Lui aussi est inscrit en tir de vitesse. Il dit qu’il galère, que ce n’est pas fait pour lui, mais il tient à savoir se défendre au cas où. À croire qu’il dit vrai, qu’il ne sait plus se bagarrer.

Ses dires se sont avérés un peu plus tard, dans le couloir de tirs. Pendant que j’enchaînais les balles dans le mille, Ray ne touchait la cible qu’une fois sur trois. Je me suis dit qu’un petit coup de pouce ne lui ferait pas de mal.

Ce n’est pas de la triche, tant que personne ne le sait.

J’ai attrapé sa balle au vol, par la pensée. Je n’ai presque pas modifié la trajectoire. Ce pouvoir doit rester secret et mes manœuvres discrètes. C’est ce que dit Maman. Ce minuscule mouvement, imperceptible à l’œil nu, a suffi à orienter la balle de Ray plus proche du centre. Pas trop proche. Rien de suspect.

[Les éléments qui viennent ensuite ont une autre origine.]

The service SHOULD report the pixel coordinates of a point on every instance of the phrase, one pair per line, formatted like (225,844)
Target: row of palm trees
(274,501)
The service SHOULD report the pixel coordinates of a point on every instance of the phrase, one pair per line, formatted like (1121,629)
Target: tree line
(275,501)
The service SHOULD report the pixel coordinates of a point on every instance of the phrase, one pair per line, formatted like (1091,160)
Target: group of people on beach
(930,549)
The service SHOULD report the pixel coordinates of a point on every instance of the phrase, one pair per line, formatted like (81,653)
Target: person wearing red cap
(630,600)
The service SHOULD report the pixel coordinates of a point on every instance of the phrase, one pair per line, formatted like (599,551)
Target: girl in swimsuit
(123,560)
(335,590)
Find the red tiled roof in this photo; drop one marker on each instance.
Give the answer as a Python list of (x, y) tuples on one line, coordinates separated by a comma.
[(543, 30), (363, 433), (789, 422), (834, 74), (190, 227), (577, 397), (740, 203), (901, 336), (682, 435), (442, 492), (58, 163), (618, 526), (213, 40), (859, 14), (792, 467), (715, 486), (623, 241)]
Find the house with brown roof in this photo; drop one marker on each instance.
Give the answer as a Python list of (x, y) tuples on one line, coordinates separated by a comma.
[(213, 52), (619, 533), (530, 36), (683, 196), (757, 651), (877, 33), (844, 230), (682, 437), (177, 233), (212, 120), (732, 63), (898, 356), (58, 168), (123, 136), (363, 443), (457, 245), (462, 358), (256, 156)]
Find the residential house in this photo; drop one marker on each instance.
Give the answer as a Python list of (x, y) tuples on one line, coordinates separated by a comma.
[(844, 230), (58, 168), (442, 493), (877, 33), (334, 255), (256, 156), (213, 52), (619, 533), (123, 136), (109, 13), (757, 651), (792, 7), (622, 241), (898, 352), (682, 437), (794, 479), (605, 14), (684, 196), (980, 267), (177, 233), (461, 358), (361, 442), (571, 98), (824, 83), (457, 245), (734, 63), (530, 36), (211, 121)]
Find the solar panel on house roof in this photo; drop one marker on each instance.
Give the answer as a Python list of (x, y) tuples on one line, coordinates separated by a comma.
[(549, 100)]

Ça l’a rendu joyeux, comme un môme qui réussit ses premiers ricochets.

Ça m’a fait plaisir, sans qu’il le remarque.

Je ne m’étais jamais fait d’ami aussi vite, donc je comptais en profiter. À partir de ce matin-là, hormis pour nos cours, dans des classes séparées, on ne s’est quasi plus quittés. Je n’ai loupé aucun de ses matchs de tennis, il a suivi tous mes entraînements à la carabine. Nous avons veillé chaque soir, avec ou sans son frangin, dans la grande salle d’étude, à deviner des mimes, nous raconter des histoires glauques et à refaire le monde.

« Tu veux vraiment intégrer l’armée ? a-t-il demandé, une fois où nous n’étions que tous les deux.

— Je veux que la guerre s’arrête, alors oui.

— Tu peux me promettre de ne pas mourir ?

— Pourquoi ? Je te manquerai ? »

Il a hoché la tête sans prononcer un mot.

« Tu peux le dire, tu sais ! Moi, tu me manquerais à mort, s’il t’arrivait quelque chose. On se connaît peut-être pas depuis longtemps, mais une chose est sûre, Ray : t’es mon meilleur ami. »

Ça aurait dû lui faire plaisir, mais il n’a eu qu’un sourire crispé. Comme si l’amitié, quelque part, ça le blessait.

« J’ai dit quelque chose de travers ?

— Non Tammy, pas du tout. C’est juste que… la dernière personne qui m’a dit que j’étais son meilleur ami… je l’ai déçue. Je voudrais pas te faire le même coup.

— Qu’est-ce que tu lui as fait ?

— Je suis… tombé amoureux d’elle. »

J’ai pouffé de rire. Pas pour me moquer, mais parce que c’était bête.

« Et qu’est-ce que t’y peux, au juste ? C’est pas grave, y a pas mort d’homme.

— Pour elle c’était… une trahison, je crois.

— Ça tombe bien, je ne suis pas elle. »

Des fois je me dit que, depuis le temps, Cupidon a dû échanger son arc contre un flingue. Il y a des coups où il la joue à la roulette russe et où il n’y a qu’une balle. C’est pour ça qu’un chouette type comme Ray se retrouve avec la gâchette des sentiments enrayée, avec la peur que son amour puisse tuer quelqu’un. Ce que Ray ne sait pas, c’est que j’ai un talent : je sais dévier les balles.